Вера. Надежда. Любовь

Марина Денисенко
«…Скоро дорогая Мина придется расстаться. Прошу, не забудьте меня, и вспомни ту минуту прощания, где мы сидели вдвоем у избы под тополем и ели, делили последнюю крошку хлеба. И как Вы глядели мне в след. Но в отношении дома, пока забыть приходится, потому что страна наша в огне. Дорогая жена, наша любовь в реках нигде не тонет и в огне никогда не сгорит…».
Из письма ст. лейтенанта Вострых Е.С. к своей жене Вострых М.И. 08.10.1941г.


Война. Она прошлась по всем семьям тяжелыми гусеницами смертей, голода и холода, перемолов миллионы жизней, порождая сирот, вдов и одиноких стариков. Война. Она коснулась и моей семьи.

Мой дед Вострых Евгений Степанович погиб 15 октября 1943 года под городом Невелем. Но этот рассказ  о моей бабушке Вострых Марине Ивановне.  Она не была на фронте и под бомбежками, она не стреляла и не взрывала, но она и миллионы таких, как она кормили страну и растили детей  и ждали, ждали, ждали. Ждали, что закончится война, вернутся их любимые защитники-мужья и зазвучит веселый детский смех и, наконец, она сама сможет отдохнуть в крепких мужских объятиях. Но ее любимому мужу не суждено было вернуться с войны и она одна ставила на ноги всех своих пятерых детей.

В моей памяти всплывает конец шестидесятых прошлого столетия, мне было около шести лет. Бабушка жила в глубинке Тюменской области в деревне Суэтяк. Я помню эту небольшую, почерневшую от времени, избу с низкими маленькими окнами и с тяжелой скрипучей дверью. Помню  могучий стройный тополь на улице у калитки с ветвями, уходящими высоко-высоко в небо, что казалось, если по ним взобраться, то можно оказаться за облаками. Помню деревянные кадушки в сенях с соленьями и пучки сушеных трав, развешанных на стене. И запах, незабываемый запах того бабушкиного дома, запах печной золы, сушеных ягод и парного молока.

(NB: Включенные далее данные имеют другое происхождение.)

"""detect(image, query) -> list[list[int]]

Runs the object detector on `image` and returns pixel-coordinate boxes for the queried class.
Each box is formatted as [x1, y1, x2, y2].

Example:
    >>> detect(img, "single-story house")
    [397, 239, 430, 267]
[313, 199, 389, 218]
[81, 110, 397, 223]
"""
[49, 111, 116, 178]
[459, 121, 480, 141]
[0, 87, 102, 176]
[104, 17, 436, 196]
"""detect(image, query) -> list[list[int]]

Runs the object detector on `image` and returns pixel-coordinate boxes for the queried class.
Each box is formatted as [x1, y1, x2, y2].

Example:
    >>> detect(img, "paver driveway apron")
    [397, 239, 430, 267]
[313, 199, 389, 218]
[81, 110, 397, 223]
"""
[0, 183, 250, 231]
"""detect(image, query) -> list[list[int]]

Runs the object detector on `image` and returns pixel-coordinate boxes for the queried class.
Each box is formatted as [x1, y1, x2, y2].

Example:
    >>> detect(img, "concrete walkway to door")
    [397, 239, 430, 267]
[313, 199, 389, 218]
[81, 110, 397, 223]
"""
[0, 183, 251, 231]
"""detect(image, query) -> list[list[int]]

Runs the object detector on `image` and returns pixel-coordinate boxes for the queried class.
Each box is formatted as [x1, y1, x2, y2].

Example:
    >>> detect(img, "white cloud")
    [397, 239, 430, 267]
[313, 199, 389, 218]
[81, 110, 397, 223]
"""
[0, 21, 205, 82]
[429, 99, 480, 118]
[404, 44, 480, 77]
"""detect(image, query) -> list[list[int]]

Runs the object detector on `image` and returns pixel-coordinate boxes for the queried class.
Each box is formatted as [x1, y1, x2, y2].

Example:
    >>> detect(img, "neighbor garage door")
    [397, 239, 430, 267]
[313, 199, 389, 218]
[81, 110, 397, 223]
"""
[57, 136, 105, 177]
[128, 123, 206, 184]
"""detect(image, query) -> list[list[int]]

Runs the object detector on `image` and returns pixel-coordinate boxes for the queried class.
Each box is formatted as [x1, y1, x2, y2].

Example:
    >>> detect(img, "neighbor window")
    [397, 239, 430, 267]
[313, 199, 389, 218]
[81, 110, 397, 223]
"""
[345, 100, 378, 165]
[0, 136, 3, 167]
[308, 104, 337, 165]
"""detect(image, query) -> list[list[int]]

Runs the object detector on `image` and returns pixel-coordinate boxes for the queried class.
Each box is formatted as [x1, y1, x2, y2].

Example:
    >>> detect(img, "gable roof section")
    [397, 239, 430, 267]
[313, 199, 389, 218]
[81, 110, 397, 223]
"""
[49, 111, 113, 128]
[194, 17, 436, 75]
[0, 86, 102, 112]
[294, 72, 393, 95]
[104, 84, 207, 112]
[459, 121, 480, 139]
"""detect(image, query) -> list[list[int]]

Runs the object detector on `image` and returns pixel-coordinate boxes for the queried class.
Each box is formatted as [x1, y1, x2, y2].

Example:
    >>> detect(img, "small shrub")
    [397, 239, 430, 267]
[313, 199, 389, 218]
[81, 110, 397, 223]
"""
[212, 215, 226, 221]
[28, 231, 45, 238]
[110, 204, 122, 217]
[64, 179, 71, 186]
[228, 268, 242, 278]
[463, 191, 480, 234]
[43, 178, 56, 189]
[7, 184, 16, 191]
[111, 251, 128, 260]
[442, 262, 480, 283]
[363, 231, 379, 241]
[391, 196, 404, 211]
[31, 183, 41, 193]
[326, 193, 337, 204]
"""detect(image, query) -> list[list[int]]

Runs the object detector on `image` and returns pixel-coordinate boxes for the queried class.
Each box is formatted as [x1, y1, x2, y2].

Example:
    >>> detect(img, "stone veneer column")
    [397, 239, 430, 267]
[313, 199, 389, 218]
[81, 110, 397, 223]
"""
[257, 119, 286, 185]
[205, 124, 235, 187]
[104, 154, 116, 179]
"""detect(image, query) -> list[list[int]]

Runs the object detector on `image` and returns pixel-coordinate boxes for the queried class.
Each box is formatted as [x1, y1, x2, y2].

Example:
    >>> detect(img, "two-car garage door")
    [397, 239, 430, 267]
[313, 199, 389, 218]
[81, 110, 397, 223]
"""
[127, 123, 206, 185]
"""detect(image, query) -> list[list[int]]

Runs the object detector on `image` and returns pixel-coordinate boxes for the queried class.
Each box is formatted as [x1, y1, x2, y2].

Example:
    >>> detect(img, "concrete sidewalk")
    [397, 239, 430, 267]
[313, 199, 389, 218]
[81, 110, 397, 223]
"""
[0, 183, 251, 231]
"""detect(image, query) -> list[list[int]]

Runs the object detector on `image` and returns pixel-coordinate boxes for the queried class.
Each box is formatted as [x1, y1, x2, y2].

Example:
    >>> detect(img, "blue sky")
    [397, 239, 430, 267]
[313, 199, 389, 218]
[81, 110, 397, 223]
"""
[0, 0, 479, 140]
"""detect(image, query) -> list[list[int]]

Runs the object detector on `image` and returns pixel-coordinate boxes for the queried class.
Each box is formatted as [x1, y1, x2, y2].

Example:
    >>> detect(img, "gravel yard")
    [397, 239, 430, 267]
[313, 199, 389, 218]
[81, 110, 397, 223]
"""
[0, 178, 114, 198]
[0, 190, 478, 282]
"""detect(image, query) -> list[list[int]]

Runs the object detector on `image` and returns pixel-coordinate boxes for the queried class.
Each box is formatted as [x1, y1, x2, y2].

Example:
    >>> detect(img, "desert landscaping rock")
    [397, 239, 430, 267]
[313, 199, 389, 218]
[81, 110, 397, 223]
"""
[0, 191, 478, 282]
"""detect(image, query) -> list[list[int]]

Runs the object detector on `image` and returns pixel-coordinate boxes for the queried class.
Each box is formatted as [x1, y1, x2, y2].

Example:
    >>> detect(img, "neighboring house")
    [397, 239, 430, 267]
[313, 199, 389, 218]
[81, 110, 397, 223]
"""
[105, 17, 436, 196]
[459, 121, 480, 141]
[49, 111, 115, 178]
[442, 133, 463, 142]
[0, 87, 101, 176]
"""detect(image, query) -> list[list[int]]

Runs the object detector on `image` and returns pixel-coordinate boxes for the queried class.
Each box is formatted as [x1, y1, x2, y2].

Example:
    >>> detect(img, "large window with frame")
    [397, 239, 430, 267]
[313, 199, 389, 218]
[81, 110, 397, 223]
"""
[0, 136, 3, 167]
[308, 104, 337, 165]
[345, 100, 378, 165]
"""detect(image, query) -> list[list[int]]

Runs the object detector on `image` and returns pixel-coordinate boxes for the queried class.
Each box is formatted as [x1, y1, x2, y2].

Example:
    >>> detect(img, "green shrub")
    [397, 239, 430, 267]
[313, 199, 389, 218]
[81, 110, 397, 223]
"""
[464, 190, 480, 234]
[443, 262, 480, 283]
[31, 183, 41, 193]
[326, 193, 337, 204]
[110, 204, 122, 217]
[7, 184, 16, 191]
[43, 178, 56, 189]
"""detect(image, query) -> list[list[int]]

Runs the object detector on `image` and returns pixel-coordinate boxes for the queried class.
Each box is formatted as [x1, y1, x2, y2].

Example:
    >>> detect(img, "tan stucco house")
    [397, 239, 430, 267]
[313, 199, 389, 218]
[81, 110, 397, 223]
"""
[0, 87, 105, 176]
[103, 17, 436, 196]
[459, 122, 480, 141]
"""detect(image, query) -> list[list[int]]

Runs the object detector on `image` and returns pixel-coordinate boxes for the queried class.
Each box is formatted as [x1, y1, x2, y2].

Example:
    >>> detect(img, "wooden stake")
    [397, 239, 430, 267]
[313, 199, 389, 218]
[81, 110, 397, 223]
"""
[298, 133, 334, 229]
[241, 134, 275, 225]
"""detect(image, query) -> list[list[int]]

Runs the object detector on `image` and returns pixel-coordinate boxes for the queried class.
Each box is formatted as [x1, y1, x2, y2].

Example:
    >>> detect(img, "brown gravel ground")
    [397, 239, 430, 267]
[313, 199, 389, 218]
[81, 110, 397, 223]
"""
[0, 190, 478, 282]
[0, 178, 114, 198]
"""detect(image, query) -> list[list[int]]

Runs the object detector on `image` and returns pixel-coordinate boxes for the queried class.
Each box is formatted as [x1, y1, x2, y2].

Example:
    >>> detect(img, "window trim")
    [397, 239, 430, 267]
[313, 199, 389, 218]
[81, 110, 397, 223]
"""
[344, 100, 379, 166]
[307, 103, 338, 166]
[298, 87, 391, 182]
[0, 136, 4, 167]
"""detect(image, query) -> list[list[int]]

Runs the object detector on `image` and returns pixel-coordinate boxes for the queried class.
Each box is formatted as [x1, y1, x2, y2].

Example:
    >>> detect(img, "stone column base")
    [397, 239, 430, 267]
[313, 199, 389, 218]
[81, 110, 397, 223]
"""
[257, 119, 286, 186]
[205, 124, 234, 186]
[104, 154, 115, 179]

Деревня была старинная большая, но к тому времени уже почти опустела. Молодежь, получив паспорта, разъехалась по городам и райцентрам, в том числе и все бабушкины дети. И началось укрупнение колхозов, когда малые и неперспективные деревни расселялись по большим селам. Та же участь коснулась и деревни Суэтяк. А бабушка все оттягивала и оттягивала переезд, как потом оказалось, причина была одна - она все еще ждала своего мужа с войны и надеялась, что рано или поздно, но вернется ее любимый Евгений Степанович. «Если я перееду, - говорила она, - то, как он меня найдет, всяко бывает в жизни. А вдруг он жив и где-нибудь в плену или в чужой стороне, ведь были случаи, что и возвращались через много лет». Она не верила ни похоронке, ни гадалке, к которой ходила в надежде, что та скажет, мол,  жив ее муж.  И много раз я слышала, как она, сидя со своими подружками на скамейке под тополем, говорила: «В ту ночь я видела сон - я останавливаю на скаку взмыленную лошадь, а лошадь снится ко лжи. Ну, а наутро почтальонша приносит похоронку. Бывает, получают похоронку, а потом их мужики живыми  возвращаются». Ее уговаривали, приводили доводы, что если бы он был жив, то давно или вернулся или послал ей какую-нибудь весточку о себе. А она только опускала глаза, поджимала губы и молчала.

Она переехала, но одной из последних и для переезда нашла самую ближайшую деревню. Помню, как уже на новом месте к ней приезжали свататься, но она отказала, опять опустив свои глаза и поджав губы. «У меня един был муж. Он был очень хороший, ни разу на меня руку не поднял и грубого слова ни мне, ни детям не сказал», - был ее ответ.

А деревню сравняли, выкорчевывая до последней щепки дома, деревья и кустарники, и только тополь уцелел, как будто хранимый кем-то. Он и сейчас стоит  могучий и сильный среди бескрайнего ровного вспаханного поля, как символ любви веры и надежды.